The Reedsport Public Library. Reedsport, Oregon. Not far now from
the Oregon coast. Have been driving along one of the most quietly picturesque
highways in many a day. Others were spectacular, dramatic, like the mountain
passes through Colorado and Utah especially. But this is Highway 38, the
western route, through miles and miles of mountain forest land, where the road
is bordered in the shade of tall spruce and pine on either side, curving down
along clear streams and rushing rivers. Far from the madding crowd.

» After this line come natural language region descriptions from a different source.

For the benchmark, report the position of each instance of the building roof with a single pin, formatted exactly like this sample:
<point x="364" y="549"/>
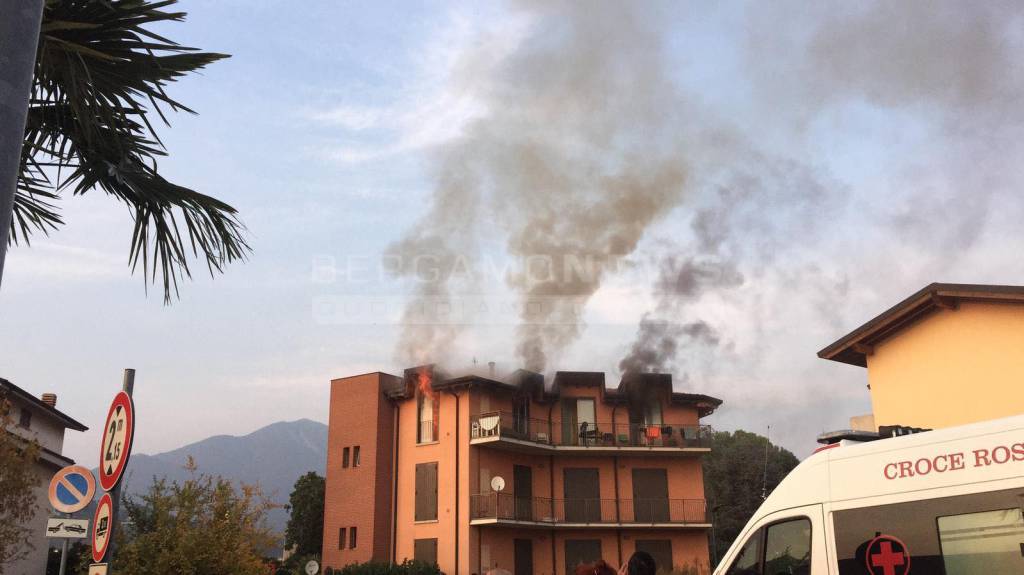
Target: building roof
<point x="67" y="421"/>
<point x="857" y="345"/>
<point x="531" y="383"/>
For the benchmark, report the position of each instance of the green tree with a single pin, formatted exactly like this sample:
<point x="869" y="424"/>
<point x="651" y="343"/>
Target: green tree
<point x="734" y="476"/>
<point x="202" y="526"/>
<point x="99" y="75"/>
<point x="18" y="480"/>
<point x="305" y="526"/>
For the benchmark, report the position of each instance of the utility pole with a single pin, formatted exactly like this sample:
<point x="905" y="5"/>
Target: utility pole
<point x="18" y="42"/>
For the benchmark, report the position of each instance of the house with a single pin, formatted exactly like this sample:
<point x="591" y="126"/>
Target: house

Yesterday’s drive took me into the very heart of the madding crowd,
through the rush hour traffic and into the urban life of Eugene, Oregon. I
should have known better, but I was remembering the Eugene where I had spent
some happy months nearly fifty years ago. It was a place of intelligence and
culture at that time, still lacking in those abominations of our time, the
tangled labyrinths of six lane roads to Everywhere and Nowhere and as fast as
you can and must go (even if you don’t know where you’re going). So I stopped
in at a 7-11 “convenience store” to ask for navigational help in exiting Eugene
by the nearest back road leading nowhere near any devious link to the Devil’s
Racecourse.
An altercation was in progress. One of the thousands of lost souls,
all too common in Eugene as in almost every urban population over 537 or so,
high on pot, meth, heroin, or all at the same time, was threatening to shoot
the manager of the store for infringing on his freedom of speech. The trouble
being that his speech was more of a bellowing rage against all and everyone of
an ethnicity or color different from his own. Probably without his
understanding why, the police were called and he was escorted Elsewhere.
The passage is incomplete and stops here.